The estimating error also results in large outlays increases, which, without specifying, Sen. Sasser said bring the total deficit increase over five years from the error to $216 billion -- nearly half of the $496 billion of savings contained in the budget agreement.

"The savings have just been swallowed up, to an unfortunate degree, by some sort of technical cookie monster," he said. "It shakes one's confidence in forecasting to think those gnomes in the basement of Treasury could be losing billions of dollars" through another estimating error, he said.

While the latest deficit projections appear to devastate the achievements of the budget agreement, neither Mr. Darman nor committee members said they should reopen the agreement or attempt to go beyond it to bring the deficit down.

In fact, Mr. Darman and committee Democrats spend considerable time sparring over whether and how to apply provisions of the agreement that exempt certain programs from the agreement's spending caps for designated emergencies.

Sen. Peter Domenici, R-N.M., pointed out that only expenditures jointly recognized as urgent by both the adminsitration and Congress qualify for the agreement's special emergency treatment.

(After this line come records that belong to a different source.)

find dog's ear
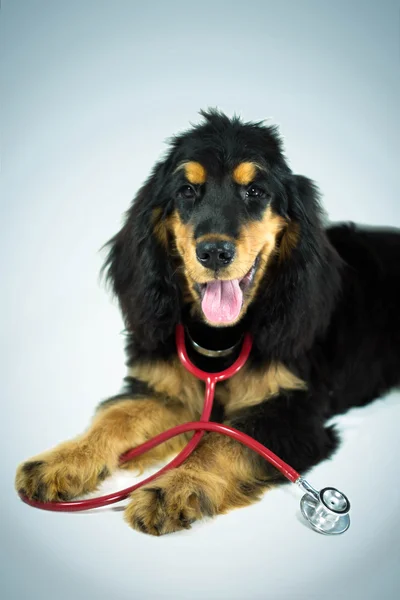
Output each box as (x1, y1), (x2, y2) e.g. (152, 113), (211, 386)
(285, 174), (326, 230)
(253, 172), (341, 358)
(103, 164), (180, 350)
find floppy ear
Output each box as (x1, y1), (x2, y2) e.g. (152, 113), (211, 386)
(284, 174), (327, 232)
(252, 173), (342, 359)
(103, 167), (180, 351)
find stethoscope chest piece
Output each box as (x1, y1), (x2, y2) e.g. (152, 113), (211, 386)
(299, 482), (350, 535)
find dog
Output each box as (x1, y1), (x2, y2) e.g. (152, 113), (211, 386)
(16, 110), (400, 535)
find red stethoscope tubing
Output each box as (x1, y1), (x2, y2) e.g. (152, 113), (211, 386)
(18, 324), (300, 512)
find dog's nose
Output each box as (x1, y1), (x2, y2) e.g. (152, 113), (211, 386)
(196, 240), (236, 269)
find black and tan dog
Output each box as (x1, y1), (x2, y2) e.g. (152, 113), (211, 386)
(16, 110), (400, 535)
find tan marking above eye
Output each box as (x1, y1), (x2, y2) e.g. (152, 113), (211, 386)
(175, 161), (207, 185)
(233, 162), (266, 186)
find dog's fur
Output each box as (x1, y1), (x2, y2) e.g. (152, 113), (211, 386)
(16, 110), (400, 535)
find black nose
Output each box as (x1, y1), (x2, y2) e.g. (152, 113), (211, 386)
(196, 240), (236, 270)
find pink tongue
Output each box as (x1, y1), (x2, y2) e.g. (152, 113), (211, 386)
(201, 279), (243, 324)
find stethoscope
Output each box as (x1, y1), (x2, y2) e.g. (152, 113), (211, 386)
(19, 324), (350, 535)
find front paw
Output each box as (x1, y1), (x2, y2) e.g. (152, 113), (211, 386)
(15, 446), (110, 502)
(125, 470), (218, 536)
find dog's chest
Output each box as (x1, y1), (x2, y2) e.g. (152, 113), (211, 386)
(129, 358), (305, 419)
(215, 363), (305, 417)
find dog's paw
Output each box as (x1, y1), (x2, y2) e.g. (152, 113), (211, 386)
(15, 445), (110, 502)
(125, 470), (218, 535)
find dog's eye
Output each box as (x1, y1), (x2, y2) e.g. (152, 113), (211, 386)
(246, 185), (266, 199)
(178, 185), (196, 199)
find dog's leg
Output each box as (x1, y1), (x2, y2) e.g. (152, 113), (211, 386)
(125, 390), (338, 535)
(15, 395), (193, 502)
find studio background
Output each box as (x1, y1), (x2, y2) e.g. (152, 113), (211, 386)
(2, 1), (400, 599)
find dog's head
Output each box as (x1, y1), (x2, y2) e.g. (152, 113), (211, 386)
(105, 110), (333, 351)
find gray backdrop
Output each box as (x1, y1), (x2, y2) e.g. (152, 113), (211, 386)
(2, 1), (400, 599)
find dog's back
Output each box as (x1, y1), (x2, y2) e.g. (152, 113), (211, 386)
(315, 223), (400, 415)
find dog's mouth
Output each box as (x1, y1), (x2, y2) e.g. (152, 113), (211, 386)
(196, 257), (259, 325)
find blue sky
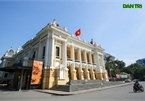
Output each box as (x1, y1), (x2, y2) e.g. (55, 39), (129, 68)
(0, 0), (145, 66)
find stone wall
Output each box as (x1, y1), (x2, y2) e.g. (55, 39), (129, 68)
(69, 80), (123, 91)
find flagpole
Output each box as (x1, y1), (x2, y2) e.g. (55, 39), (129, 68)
(79, 28), (81, 40)
(79, 28), (82, 40)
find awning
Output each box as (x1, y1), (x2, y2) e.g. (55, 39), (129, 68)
(0, 66), (32, 72)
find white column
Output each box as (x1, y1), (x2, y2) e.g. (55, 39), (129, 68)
(94, 53), (97, 65)
(80, 63), (83, 80)
(72, 63), (75, 71)
(84, 50), (87, 63)
(53, 39), (56, 66)
(71, 45), (75, 71)
(62, 41), (67, 68)
(72, 45), (74, 61)
(44, 39), (49, 68)
(86, 65), (89, 72)
(91, 66), (94, 72)
(89, 52), (92, 64)
(95, 51), (101, 72)
(86, 64), (89, 80)
(79, 48), (83, 79)
(79, 48), (81, 62)
(101, 55), (105, 69)
(48, 37), (54, 68)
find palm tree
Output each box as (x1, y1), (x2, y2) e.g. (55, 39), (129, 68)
(104, 55), (114, 78)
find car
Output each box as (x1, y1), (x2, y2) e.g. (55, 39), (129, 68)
(133, 79), (139, 82)
(124, 79), (131, 83)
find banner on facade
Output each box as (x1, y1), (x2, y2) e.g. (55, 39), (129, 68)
(31, 60), (43, 85)
(116, 74), (121, 78)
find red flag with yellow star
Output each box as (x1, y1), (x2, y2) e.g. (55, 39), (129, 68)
(75, 29), (81, 36)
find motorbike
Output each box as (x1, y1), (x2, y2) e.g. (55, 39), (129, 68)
(133, 84), (144, 93)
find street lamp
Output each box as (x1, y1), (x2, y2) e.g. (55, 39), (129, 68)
(110, 68), (113, 80)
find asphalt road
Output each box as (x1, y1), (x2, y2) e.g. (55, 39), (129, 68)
(0, 82), (145, 101)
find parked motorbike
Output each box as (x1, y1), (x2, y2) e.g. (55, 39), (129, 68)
(133, 84), (144, 93)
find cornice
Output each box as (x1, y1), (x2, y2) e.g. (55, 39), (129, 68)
(50, 25), (70, 37)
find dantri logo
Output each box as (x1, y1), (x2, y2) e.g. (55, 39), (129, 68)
(123, 4), (142, 8)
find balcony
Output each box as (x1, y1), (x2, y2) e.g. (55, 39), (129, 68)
(82, 61), (86, 63)
(56, 56), (60, 59)
(67, 58), (73, 61)
(88, 62), (91, 64)
(75, 60), (80, 62)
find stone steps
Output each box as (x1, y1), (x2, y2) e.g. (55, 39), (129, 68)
(50, 80), (124, 92)
(70, 80), (103, 85)
(50, 85), (69, 92)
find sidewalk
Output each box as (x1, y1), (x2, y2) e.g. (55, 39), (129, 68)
(36, 82), (133, 96)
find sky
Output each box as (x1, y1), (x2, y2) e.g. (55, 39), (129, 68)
(0, 0), (145, 66)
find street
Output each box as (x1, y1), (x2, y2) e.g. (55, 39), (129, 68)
(0, 82), (145, 101)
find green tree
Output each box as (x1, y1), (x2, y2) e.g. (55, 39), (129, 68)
(112, 60), (125, 74)
(104, 56), (114, 78)
(122, 63), (145, 80)
(104, 55), (127, 78)
(134, 66), (145, 80)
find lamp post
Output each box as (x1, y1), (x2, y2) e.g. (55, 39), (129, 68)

However, Mr. Darman said he has seen dozens of provisions in bills pending in Congress which attempt to designate normal, predictable expenses as emergencies, or which underfund programs with any eye toward forcing an emergency appropriation later on to keep the program going.

Mr. Darman in particular refused to go along with a move by Sen. Donald Riegle, D-Mich., and other congressional Democrats to designate a measure that would provide extended unemployment benefits to long-term unemployed workers in regions where they do not currently qualify for such benefits as "emergency" legislation that would be exempt from the budget restrictions. The OMB has estimated that the bill would cost $5.4 billion in fiscal 1992.

Ordinarily, Congress should use the Gramm-Rudman law's suspension procedures to pass emergency legislation needed to counter a recession, he said. But, in any case, "recession can't be the reason" for the emergency designation, since "the economy is turning up," he said. "By the time this thing works through the system, we wil be way beyond the recession," he said.

Sen. Riegle angrily disagreed, however, saying that with millions of unemployed people, "if that's not an emergency, I don't know what an emergency is." He said that the government's unemployment trust fund currently has an $8 billion surplus that was intended to be used during such economic hard times.

"I think it's outrageous to leave that money just sitting in the fund," the senator said.